Likewise, where it states in the Parashah that “they shall make an Ark of acacia wood….” (Exodus 25:10) Midrash explains why it references the third person “they” and not in the second person. It is so that “…everyone [can be] involved in the making of the Ark so that they will all merit to have an attachment to Torah.” (Shemot Rabbah, 34:2)

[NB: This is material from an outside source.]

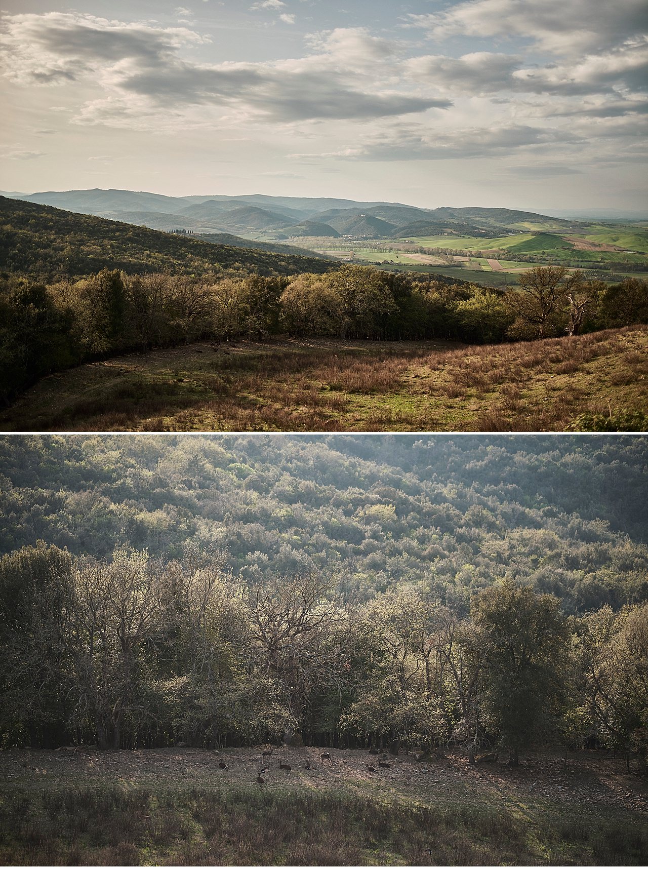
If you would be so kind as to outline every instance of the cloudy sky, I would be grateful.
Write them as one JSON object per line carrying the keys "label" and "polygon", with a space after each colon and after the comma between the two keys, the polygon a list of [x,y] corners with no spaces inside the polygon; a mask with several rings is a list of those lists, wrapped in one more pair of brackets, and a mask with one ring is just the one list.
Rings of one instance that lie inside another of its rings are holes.
{"label": "cloudy sky", "polygon": [[0,189],[648,209],[645,0],[181,2],[3,0]]}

So a seemingly minor detail; the Halakhah prohibiting the removal of the poles from the Ark becomes central to our understanding of Torah as small “d” democratic, and not limited to those who ostensibly project some sort of elite status. Wherever we carry the Ark Torah comes with us. And when we consider for whom the gift of Torah is intended, we seek to define the us in a very broad and expansive way.

Finally, in addressing the exhaustively detailed instructions for building the Mishkan, Ellen Davis remarks, the Mishkan “is a microcosm, a Divinely ordered world [mirroring the creation story] emerging out of the ‘formless void’ of Egypt, of wilderness, of Israel’s own idolatry. Perhaps that is why the tabernacle account lingers so long on detail, in order to show precisely what kind of work is eligible for blessing. In faithful imitation of G-d’s own work, this work is Sabbath-oriented, proceeds from a willing heart, and eschews excess. In its respect for both persons and material resources, it is radically unlike both Egyptian slavery and the dominant work practices of our own industrial culture.” (Davis at p. 61)
Rabbi Doug Alpert (AJR ’12) is the rabbi of Congregation Kol Ami-Kansas City’s urban, progressive synagogue. He is the immediate past president of the Rabbinical Association of Greater Kansas City as well as Missouri Healthcare for All.